Looking for nice Condition bike that's complete with Number Plates attached. P.M. me or call or text to 847-401-1332. I have attached a pic. of what it looks like
Thanks


----------



## Junkman Bob (Oct 15, 2020)

Any interest in this one ... not sure if its Huffy thunder ? Obviously i can get you more pictures if level of interest warrants doing so 
Bob


----------



## mongeese (Oct 16, 2020)

@garthbrooks


----------



## Junkman Bob (Oct 16, 2020)

And the lightning strikes ....


----------



## mongeese (Oct 16, 2020)

Berrn derr derrn


----------



## Caddis (Jun 17, 2021)

Just picked this up.

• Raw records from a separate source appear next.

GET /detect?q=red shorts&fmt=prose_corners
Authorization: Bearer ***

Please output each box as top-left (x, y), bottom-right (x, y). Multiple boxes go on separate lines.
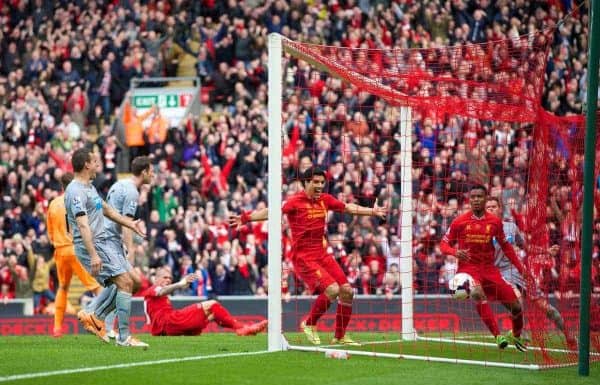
top-left (160, 305), bottom-right (208, 336)
top-left (293, 251), bottom-right (348, 294)
top-left (458, 264), bottom-right (518, 303)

Quick wipe down should clean up nicely. Looks all original, interested?


----------



## TMars#178 (Sep 29, 2022)

To whom it may concern,
   Do you still have this bike? If so how much would you take? I am very interested .
thanks Tom


----------



## Drosentreter (Sep 29, 2022)

TMars#178 said:


> To whom it may concern,
> Do you still have this bike? If so how much would you take? I am very interested .
> thanks Tom



Welcome to the Cabe!


----------



## HEMI426 (Sep 29, 2022)

jrcarz I think your thread is getting hijacked.


----------